With a longing to work on humanitarian-based efforts, Grewar, who has been in the Army for about a year, originally wanted to join the Peace Corps or the Red Cross but decided that joining the Army and deploying to Iraq would give her many of the same opportunities to help others.
"There were some of my own needs that I wanted to meet -- my own agenda, which I found through giving back to my country by signing up for two years in the [military] and helping to improve the lives of people in other countries," Grewar said. "I'm looking forward to experiencing the satisfaction of seeing firsthand our efforts to assist in bringing peace and stability to the region."

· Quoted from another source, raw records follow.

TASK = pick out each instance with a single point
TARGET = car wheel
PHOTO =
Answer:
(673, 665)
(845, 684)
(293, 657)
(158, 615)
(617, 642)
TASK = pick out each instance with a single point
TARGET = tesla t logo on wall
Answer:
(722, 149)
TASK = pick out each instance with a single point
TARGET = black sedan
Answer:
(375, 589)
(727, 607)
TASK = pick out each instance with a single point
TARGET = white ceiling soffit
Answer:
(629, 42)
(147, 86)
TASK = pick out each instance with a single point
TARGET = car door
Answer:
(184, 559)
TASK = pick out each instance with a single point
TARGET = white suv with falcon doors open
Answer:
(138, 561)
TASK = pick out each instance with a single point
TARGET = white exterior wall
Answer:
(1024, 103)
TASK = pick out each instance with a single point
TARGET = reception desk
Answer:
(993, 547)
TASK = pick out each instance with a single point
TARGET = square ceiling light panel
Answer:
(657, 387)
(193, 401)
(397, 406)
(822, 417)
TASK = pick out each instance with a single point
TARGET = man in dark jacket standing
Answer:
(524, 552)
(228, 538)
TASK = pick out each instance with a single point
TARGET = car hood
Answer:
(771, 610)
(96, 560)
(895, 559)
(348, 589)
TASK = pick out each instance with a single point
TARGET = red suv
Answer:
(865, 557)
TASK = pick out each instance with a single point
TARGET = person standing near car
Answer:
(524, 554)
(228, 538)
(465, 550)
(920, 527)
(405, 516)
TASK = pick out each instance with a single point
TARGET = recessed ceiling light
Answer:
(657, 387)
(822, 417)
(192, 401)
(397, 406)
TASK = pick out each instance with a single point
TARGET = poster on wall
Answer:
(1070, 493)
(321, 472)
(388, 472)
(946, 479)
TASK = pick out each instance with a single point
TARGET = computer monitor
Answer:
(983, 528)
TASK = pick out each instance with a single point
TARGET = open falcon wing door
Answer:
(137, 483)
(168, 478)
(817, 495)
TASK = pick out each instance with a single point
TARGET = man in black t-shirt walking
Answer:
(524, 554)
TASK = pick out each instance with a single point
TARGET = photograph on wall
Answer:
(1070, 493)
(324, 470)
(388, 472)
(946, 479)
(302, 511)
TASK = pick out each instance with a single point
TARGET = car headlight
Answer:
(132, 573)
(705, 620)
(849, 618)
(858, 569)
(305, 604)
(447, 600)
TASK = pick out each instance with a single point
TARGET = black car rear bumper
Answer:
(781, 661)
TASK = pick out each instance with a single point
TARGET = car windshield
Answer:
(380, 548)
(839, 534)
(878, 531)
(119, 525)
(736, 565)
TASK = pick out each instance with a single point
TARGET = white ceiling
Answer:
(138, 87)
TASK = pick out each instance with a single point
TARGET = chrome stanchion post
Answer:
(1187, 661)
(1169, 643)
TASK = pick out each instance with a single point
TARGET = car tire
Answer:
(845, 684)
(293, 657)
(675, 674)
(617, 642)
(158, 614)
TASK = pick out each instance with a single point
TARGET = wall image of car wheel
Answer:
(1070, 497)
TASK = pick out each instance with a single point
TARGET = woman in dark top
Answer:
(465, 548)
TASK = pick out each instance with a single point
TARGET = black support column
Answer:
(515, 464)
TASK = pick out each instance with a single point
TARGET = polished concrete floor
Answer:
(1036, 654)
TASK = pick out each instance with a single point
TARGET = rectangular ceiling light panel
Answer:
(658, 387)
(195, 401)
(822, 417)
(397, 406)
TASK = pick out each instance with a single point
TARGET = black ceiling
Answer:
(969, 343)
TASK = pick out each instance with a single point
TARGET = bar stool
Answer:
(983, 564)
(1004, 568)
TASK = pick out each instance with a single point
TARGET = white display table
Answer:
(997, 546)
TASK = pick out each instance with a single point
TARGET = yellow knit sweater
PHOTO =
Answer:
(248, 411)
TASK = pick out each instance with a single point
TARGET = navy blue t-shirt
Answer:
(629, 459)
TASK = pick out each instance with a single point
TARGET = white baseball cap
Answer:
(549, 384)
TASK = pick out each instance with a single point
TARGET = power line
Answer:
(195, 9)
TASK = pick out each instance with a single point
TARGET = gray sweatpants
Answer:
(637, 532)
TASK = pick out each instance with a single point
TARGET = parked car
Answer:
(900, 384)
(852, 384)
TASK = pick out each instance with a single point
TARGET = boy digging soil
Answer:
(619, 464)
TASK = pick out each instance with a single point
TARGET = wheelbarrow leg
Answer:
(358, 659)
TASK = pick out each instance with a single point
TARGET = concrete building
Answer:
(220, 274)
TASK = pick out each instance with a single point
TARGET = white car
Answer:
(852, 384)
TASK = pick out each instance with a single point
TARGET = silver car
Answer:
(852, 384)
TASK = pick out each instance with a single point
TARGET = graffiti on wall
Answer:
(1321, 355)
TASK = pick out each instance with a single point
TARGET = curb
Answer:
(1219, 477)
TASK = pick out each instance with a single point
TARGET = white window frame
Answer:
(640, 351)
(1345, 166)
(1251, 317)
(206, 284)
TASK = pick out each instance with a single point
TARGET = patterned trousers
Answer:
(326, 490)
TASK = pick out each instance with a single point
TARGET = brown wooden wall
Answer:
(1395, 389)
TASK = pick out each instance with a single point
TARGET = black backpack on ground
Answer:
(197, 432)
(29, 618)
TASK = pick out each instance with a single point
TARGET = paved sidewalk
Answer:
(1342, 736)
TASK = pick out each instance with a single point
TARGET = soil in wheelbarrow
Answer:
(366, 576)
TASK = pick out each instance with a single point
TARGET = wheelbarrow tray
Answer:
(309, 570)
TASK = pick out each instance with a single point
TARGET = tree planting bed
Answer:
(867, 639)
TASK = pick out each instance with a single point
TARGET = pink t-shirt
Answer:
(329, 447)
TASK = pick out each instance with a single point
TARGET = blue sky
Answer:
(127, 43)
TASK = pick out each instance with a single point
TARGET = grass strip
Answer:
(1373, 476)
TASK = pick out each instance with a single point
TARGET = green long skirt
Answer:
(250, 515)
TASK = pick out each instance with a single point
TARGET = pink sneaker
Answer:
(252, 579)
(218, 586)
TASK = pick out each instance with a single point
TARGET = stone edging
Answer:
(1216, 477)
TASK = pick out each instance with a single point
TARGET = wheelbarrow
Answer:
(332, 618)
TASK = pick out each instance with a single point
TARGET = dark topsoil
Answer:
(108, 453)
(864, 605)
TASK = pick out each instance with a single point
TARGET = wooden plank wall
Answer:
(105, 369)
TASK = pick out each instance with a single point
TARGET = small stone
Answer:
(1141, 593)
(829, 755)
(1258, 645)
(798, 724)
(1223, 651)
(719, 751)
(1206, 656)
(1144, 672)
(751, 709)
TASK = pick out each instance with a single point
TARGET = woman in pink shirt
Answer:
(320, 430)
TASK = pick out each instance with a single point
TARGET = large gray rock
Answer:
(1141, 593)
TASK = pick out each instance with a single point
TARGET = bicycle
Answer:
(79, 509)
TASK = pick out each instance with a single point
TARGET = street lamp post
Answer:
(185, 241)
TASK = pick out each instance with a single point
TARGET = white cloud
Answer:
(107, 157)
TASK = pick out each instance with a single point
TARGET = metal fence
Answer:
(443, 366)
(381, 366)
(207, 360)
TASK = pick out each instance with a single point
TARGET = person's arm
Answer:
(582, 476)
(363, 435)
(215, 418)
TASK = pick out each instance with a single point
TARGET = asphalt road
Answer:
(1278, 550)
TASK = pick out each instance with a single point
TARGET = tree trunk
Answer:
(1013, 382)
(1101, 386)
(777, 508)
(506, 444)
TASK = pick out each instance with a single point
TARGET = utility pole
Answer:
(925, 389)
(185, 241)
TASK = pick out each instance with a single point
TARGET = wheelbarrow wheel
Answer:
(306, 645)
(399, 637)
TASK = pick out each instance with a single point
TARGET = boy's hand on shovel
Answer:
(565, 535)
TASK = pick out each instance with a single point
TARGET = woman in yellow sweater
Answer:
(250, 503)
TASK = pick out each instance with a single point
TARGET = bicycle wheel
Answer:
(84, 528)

With three previous deployments under his belt, Sgt. Mamadou Diallo, an unmanned aerial vehicle maintainer for the 2nd Special Troops Battalion, 2nd BCT, 1st Cav. Div., is no stranger to life in the combat zone.
"It's good if you've been there before because you know what to expect; You know that you'll be working long hours with little sleep. So it isn't that much of a shock," said Diallo. "But with that in mind, you also know what to do to get rid of stress. I always try to do things that keep me motivated like going to the gym, doing a lot of sports and taking correspondence courses.'
'I have a few mixed feelings about deploying but it's my job, and although I will miss my family, I'm not really down because I love what I do," added Diallo. "I feel good about my unit and the people I work with. It always hurts to leave your kids, but you're not alone because everyone else here feels the same way."
Diallo, who calls Indianapolis, Ind. home and is a native of Guinea West Africa, said he has a lot of hope for his upcoming mission to Iraq and that some of his most memorable experiences in theater have involved interactions with Iraqi children.
"We see a lot of positives over there especially when you can help the kids in Iraq by giving them food or help them with getting them other vital things that they need like school supplies," said Diallo. "I understand this first hand because I come from a very poor country. One of the things you take away from experiences like this is to never take anything that you have for granted, and when you go back home you show a lot more love to your own kids."
The 1st Cav. Div., which encompasses approximately 19,000 troops, expects to have most of its brigades' Soldiers in Iraq by mid-February with the exception of Soldiers in the division's 1st Air Cavalry Brigade who will have boots on the ground by early summer 2009.